Suddenly curmudgeons are cool - and reassuring
LONDON
Walk through bookstores in London this month and you might find yourself smiling at a quirky new title: "Grumpy Old Women." As if to signal the book's tongue-in-cheek humor, the cover pictures four almost-smiling women - definitely not old and decidedly not grumpy.
Written by Judith Holder, a stand-up comic in her mid-40s who also produces a TV series of the same name, the book offers readers a chance to chuckle at the countless petty vexations of life that often know no age limits.
Grumpiness reigns as a classic stereotype of the later years. It's the stock in trade of cartoonists, who love to draw little old ladies brandishing rolled umbrellas at whatever displeases them, as well as frowning older men harrumphing their way through the day. And in the world of TV, don't forget the crotchety Clara Pelter, who won a place in Americans' hearts by barking "Where's the beef?" in Wendy's commercials.

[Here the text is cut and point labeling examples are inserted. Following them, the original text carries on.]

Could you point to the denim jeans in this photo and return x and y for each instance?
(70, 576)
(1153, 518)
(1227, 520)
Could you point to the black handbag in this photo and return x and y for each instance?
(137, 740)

In Ms. Holder's world, what's there to grumble about if you're no longer young and a size 6? Trying to find stylish clothes can rank high on the list. So can wrinkles. And then there's the feeling of invisibility women experience as the decades roll along.
As reassurance that occasional crotchetiness can be an equal-opportunity pastime, a BBC TV series called "Grumpy Old Men" offers a similar gripe-fest for the other half of the population. For both sexes, one observer notes, it's now "cool to be a curmudgeon."
Surprisingly, it may even be cool to be older. Holder thinks her mother's generation might have more reason to be cheerful than her own. Women of that era, she explains, didn't have to wrestle with career decisions. They enjoyed more free time and less stress.
Holder also notes that by the time she reaches her mother's age, the pension she's been counting on may shrink or even disappear, forcing her to work into her 70s.
Perhaps she can be excused for indulging in a little middle-aged grumbling.
Around the time that Holder's book reached bookstores, New Woman magazine appeared on British newsstands with a study hinting that young career women may have their own list of grump-inducing complaints.
Seventy percent of young women say they refuse to work as hard as their mothers. And 60 percent find themselves irritated by role models who supposedly "have it all." Weary of social pressure to be perfect wives, mothers, and career women, they grumble about the lack of balance in their lives.
But don't call them Grumpy Young Women. The phrase just doesn't have quite the right ring.
Nobody wants to listen to a chronic grumbler for very long. But as Holder shows, playing the subject for laughs, some grumps offer comforting reassurance that others share our anxieties and petty grievances.
As these gripers sputter through their latest rant on the perceived indignity of the day - the vicissitudes of age, poor service, unruly children, rude cellphone users - the rest of us can be content to smile sweetly and listen in silence, letting them register our complaints for us.